Ballmer Says Google's Growth Is 'Insane'
eldavojohn writes "Steve Ballmer spoke to the Seattle PI this week, commenting that Google's pace of employee growth is 'insane,' and the company has few successful businesses outside of Internet search and advertising. He referred to Google's non-search efforts as 'cute.' Google's current number of employees is nearly doubling each year. 'I don't really know that anybody's proven that a random collection of people doing their own thing actually creates value.' Mr. Ballmer went on complain that, in general, competition for good programmers has become an issue. Even 'hedge funds' are looking for skilled coders, making the HR fight between the two companies that much more challenging."
As I translate Steve's remarks:
ROaaarrrr!!!! We are finding ourselves *hoot hoot* having to spend more money to hire quality programmers *scratch*. *Beats Chest* Google BAD!
It was a joke! When you give me that look it was a joke.
Ok, joking aside, am I the only one who finds Balmer's complaint a bit hypocritical? It's true that Microsoft has incredible sums of cash. However, Windows and Office are pretty much the only things making Microsoft that cash. Nearly every other portion of the company either contributes very little to the bottom line, or actually loses Microsoft money. I imagine that's part of the reason why Microsoft keeps bundling extra software services with Windows: At least it raises the value of the software package. (In theory, anyway.)

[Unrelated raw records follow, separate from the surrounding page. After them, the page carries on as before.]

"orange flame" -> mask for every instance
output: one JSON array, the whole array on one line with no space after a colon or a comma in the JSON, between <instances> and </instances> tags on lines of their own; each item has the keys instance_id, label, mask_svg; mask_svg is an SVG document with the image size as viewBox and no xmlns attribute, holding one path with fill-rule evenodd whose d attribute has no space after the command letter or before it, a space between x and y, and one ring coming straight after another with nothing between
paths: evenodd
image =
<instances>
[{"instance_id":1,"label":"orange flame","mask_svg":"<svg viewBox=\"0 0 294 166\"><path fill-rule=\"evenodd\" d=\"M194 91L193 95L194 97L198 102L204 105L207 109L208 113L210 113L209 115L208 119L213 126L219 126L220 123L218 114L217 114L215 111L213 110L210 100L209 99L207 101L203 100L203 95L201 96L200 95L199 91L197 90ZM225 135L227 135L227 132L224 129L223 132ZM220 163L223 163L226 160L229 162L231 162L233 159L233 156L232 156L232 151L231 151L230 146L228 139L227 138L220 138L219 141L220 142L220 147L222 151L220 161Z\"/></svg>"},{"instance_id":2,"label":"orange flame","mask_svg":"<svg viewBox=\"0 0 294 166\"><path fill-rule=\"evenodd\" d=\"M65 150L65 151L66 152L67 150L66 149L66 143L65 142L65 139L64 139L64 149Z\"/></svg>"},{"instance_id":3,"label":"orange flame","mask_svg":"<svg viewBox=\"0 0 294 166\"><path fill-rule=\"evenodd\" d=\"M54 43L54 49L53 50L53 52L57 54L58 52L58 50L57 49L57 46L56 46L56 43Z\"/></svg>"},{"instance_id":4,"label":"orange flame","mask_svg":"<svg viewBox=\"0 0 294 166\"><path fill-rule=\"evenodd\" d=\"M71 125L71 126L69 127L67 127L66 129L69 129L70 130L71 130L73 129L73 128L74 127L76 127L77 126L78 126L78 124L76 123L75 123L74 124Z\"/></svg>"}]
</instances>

That being said, I am going to (*gasp*) agree with him on one point. Having a bunch of programmers sitting around does not accomplish anything. They have to be in a full-on creative environment to do the truly impressive stuff. I think that the environment is slowly dissolving as Google loses it cohesion as a tight-knit company. They're growing incredibly fast, and I'm not sure they're really getting a good return on that growth. Obviously, only those inside the company can actually know that for sure, but it's not looking as good as it once did for those of us on the outside.
Javascript + Nintendo DSi = DSiCade
Steve, your showing off your true traits and motivations again.
If you really felt this way, you'd sit back and wait for Google to implode, and then hire all the best ex-google-ites for well under what they're being paid now.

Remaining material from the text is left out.